You could uncomment one of these lines to reduce the loss.

@PistonY These scripts of @Thomas_Wolf provide this functionality.

@ptrblck should i get the same performance for both single gpu and multi-gpu training?

hmmmm not sure what does it mean to reduce the loss… (?)
my loss is like this when I print it [1.255, 54.2] (I have two gpus for this case)
@Thomas_Wolf can you help please?

Ideally your performance should scale with the number of GPUs.
What kind of performance do you measure using multiple GPUs vs. single one?

You could calculate the mean or sum of the loss and call backward() on the result.

it was a classification task, the performance got worse with increasing gpus which was not making sense to me.

I did do that, in the code that i posted I used loss.sum().backward(), isnot that what you mean?

i still cannot make it work :confused:

I have similar problem which is as follows:

I have a Unet structure which I try to feed back some feature maps, and I am using multi-gpu
when I try to run my code with only one gpu core it throws this error

RuntimeError: Trying to backward through the graph a second time, but the buffers have already been freed.
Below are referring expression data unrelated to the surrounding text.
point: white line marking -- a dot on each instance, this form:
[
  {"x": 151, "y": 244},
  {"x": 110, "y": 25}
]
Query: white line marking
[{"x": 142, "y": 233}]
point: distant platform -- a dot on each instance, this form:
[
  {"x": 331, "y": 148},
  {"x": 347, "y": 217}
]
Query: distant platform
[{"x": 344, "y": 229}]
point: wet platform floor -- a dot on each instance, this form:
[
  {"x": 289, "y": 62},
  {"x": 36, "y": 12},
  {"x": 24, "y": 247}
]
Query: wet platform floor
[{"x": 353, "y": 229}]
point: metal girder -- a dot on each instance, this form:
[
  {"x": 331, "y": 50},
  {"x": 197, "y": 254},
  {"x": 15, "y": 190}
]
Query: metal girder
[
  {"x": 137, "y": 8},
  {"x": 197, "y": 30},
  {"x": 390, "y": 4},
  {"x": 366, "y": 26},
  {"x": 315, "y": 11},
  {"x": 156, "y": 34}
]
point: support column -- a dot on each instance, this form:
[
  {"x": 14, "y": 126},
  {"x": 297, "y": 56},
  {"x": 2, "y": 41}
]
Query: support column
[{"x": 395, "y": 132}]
Specify retain_graph=True when calling backward the first time.

but when I run it with two cores it goes fin.
here how I use the backward

curr_loss = self.criterion(smax_outputs, label)

    if self.gpustat['n_gpus'] >= 2:
      Dev_Inc = max(self.cfg['TRAIN_BATCH_SIZE'] // self.gpustat['n_gpus'], 1)
      idx = torch.ones(Dev_Inc).cuda()
      curr_loss.backward(idx)
    else:
      curr_loss.backward()
    
    self.optimizer.step()
    # zero the parameter gradients
    self.optimizer.zero_grad()

it is not a problem of memory…

The root cause of this error is unfortunately not visible in this code snippet.
Could you post a minimal executable code snippet to reproduce this error with your model and random data, so that we could have a look?